Run the steps in sequence, polling /status/{video_id} to completed before starting the next:

Bash

# 1. Ingest → returns { video_id }
POST /api/v2/ingest        { "url": "https://example.com/video.mp4" }
# 2. Scene detection
POST /api/v2/analyze       { "video_id": "...", "model_type": "scene_detection" }
# 3. Face tracking
POST /api/v2/analyze       { "video_id": "...", "model_type": "face_tracking_yolov8" }
# 4. Active speaker
POST /api/v2/analyze       { "video_id": "...", "model_type": "active_speaker",
                             "parameters": { "face_tracking_model": "face_tracking_yolov8" } }
# 5. Reframe
POST /api/v2/transform     { "video_id": "...", "transform_type": "reframe",
                             "parameters": { "face_tracking_model": "face_tracking_yolov8" } }
# 6. Download
GET  /api/v2/download/{video_id}?suffix=_reframe

Models & results

Each analysis runs async. Poll /status/{video_id}, and the result is also persisted on the volume.
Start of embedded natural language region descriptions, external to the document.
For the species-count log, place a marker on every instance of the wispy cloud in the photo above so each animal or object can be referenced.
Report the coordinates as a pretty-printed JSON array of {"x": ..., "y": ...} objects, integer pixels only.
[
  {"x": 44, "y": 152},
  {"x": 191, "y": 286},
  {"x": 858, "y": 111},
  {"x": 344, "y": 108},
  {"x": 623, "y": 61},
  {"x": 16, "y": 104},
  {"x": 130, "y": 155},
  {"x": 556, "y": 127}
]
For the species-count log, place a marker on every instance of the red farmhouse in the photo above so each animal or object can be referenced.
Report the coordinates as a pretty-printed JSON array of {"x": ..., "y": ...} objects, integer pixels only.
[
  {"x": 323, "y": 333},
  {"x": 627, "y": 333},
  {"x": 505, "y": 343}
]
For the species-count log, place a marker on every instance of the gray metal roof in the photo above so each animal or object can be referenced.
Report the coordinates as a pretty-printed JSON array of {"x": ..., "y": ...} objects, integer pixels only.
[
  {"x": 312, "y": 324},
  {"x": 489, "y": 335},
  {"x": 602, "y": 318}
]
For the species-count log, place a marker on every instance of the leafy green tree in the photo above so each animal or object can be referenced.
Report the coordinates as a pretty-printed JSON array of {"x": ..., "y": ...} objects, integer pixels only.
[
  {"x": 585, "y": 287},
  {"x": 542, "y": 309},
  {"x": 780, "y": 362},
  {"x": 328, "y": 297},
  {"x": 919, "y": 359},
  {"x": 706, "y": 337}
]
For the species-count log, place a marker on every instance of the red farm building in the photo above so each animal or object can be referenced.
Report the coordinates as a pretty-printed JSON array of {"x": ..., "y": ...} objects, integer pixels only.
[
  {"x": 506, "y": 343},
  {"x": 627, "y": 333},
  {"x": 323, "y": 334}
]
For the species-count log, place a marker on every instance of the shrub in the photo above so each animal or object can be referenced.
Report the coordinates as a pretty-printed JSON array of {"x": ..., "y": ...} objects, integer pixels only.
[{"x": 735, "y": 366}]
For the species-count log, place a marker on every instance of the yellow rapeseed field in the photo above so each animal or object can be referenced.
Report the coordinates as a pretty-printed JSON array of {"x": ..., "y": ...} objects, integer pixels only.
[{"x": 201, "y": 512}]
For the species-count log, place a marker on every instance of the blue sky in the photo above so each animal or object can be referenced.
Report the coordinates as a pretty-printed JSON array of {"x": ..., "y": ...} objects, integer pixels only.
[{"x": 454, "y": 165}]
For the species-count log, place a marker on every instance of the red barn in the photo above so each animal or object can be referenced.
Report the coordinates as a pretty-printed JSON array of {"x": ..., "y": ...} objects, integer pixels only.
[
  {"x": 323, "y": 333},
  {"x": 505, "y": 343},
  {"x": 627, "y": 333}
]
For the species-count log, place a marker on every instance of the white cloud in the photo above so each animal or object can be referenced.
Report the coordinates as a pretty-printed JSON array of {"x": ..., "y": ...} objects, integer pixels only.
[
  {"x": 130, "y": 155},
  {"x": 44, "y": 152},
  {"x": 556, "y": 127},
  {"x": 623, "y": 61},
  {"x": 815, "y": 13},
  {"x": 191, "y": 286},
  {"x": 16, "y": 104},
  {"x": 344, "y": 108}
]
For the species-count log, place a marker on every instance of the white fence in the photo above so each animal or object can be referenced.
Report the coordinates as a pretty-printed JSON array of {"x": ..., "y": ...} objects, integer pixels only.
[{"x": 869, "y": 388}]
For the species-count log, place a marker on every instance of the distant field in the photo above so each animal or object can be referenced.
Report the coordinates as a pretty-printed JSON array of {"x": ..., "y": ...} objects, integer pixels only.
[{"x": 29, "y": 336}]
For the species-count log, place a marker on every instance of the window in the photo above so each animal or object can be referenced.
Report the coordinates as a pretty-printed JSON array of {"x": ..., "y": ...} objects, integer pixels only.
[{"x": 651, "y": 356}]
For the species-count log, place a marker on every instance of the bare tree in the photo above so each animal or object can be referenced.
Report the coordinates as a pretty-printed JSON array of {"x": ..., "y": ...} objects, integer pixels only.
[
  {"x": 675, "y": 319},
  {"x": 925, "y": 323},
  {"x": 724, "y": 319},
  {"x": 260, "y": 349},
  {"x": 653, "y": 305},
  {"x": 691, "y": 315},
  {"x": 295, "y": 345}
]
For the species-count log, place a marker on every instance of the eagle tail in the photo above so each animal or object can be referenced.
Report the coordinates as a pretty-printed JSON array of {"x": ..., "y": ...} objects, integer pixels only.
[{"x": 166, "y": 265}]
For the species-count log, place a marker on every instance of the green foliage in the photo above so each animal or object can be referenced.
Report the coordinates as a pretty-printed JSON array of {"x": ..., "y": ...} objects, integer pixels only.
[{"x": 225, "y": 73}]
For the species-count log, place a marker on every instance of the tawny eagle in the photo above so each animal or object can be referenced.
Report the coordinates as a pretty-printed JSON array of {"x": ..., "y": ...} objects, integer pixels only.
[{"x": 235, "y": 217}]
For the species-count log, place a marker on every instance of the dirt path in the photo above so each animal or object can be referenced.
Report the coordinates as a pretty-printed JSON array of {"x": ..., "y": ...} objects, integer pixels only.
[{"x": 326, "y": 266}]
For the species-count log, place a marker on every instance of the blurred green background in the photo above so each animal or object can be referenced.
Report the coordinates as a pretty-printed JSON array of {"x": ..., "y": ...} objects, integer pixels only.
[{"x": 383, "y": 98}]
Available models:

Model	Returns
`scene_detection`	Scene boundaries (start/end time per scene)
`face_tracking_yolov8`	Tracked faces with bounding boxes over time
`active_speaker`	Per-track speaking scores (see below)
`transcription`	Word- and segment-level transcript
`diarization`	Speaker-labelled segments (who spoke when)

Active speaker results are track-based, not frame-by-frame:

JSON

{
  "model": "active_speaker",
  "video_fps": 25.0,
  "total_frames": 4432,
  "track_count": 2,
  "tracks": [
    {
      "face_id": 1,
      "first_seen": 0.0,
      "last_seen": 12.4,
      "speaking_fraction": 0.62,
      "scores": [
        { "timestamp": 0.0, "frame_number": 0, "score": 0.92, "speaking": true }
      ]
    }
  ]
}

Billing

With the granular flow you are charged when you download the output: 1 credit per second of source video (rounded down), once per video.